In other words, the difference between “race” and “aboriginality” is purely one of semantics, not of substance. Both terms refer to the reality that, in 2008, in order to be an Indian or to possess aboriginal rights, one must be of a certain ancestry or descent.

The same logic applies to treaty rights, which are possessed only by Canadians who are descendants of Indians who signed a treaty. The popular slogan that “treaty rights are not race-based” is akin to declaring “an eagle is not a bird.”

Questions for judges, politicians and the Canadian public

Canada’s Constitution burdens Canadian judges and politicians – and the public at large – with the responsibility of defining the nature and extent of constitutionally enshrined aboriginal and treaty rights.

Most – if not all – Canadians agree that economic and social conditions on Indian reserves are deplorable. Economically and socially isolated from the Canadian mainstream, Indian reserves experience tragically high rates of unemployment, poverty, alcoholism, suicide, drug abuse, crime, family breakdown, and fatherless homes. These problems occur in the context of paternalistic policies like the Indian Act, and the weakness or absence of individual property rights on reserves. Canada’s Constitution, legislation, government policies and Aboriginal political elites all send a very strong message to Indians that they should be different from other Canadians, and that they should refrain from integrating themselves into the Canadian economy and society. To the extent that this message is heard and heeded, the results have been disastrous for Indians, and a source of shame for all Canadians.

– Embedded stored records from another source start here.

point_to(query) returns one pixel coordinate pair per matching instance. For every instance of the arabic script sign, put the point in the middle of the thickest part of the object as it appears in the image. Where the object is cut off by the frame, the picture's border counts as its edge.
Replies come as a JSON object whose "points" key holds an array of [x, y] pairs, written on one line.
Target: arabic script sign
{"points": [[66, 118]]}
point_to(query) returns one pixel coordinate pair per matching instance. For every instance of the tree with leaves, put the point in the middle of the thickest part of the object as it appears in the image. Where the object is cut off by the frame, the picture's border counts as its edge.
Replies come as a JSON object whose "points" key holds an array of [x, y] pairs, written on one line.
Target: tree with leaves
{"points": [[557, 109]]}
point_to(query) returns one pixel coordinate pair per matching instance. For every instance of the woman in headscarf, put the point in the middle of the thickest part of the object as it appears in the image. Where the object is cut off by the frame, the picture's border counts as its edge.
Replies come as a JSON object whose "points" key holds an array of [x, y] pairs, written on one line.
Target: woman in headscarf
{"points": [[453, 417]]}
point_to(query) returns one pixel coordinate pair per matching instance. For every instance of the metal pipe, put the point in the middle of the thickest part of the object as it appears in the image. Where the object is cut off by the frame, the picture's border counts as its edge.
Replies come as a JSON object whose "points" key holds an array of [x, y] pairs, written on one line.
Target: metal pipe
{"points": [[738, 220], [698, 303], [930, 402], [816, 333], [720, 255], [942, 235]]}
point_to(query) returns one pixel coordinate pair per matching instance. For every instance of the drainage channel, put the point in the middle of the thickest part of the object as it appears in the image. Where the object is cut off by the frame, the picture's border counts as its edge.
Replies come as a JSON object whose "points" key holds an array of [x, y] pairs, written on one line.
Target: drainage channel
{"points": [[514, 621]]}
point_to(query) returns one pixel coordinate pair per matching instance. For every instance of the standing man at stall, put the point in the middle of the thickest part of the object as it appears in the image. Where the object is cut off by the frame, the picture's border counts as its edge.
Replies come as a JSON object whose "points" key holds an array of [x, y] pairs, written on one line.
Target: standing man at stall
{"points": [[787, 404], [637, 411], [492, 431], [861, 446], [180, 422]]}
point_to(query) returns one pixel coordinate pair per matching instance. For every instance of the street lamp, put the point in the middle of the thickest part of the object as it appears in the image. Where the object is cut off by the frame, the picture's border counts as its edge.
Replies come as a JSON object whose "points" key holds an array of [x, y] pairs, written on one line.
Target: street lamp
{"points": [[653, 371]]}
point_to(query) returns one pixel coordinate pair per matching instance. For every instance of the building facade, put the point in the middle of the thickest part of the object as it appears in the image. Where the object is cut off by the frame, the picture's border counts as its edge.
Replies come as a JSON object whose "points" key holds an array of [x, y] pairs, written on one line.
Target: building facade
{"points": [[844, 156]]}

In opposition to Canada’s 140-year tradition of race-based legislation and policy stands the classical liberal vision of a Canada in which Canadians celebrate differences but deal with each other on the basis of equality; a nation where individuals have equal rights as well as the freedom to use those rights differently; a country where special provisions are made on the basis of need, not on the basis of race, ethnicity, ancestry or descent.

The racial segregation of B.C.’s commercial fishery (challenged in R. v. Kapp), and the creation of semi-sovereign Indian “nations,” are examples of public policies which extend and entrench the legal distinctions between Aboriginal and non-Aboriginal Canadians. The imposition of a different legal status on Indians has served Indians poorly in the first 140 years of Canada’s history. The outcome of Chief Mountain’s constitutional challenge, and the soon-to-be-released Supreme Court of Canada’s decision in R. v. Kapp, will have a strong influence on the future direction of aboriginal policy in Canada, as well as the content of future treaties.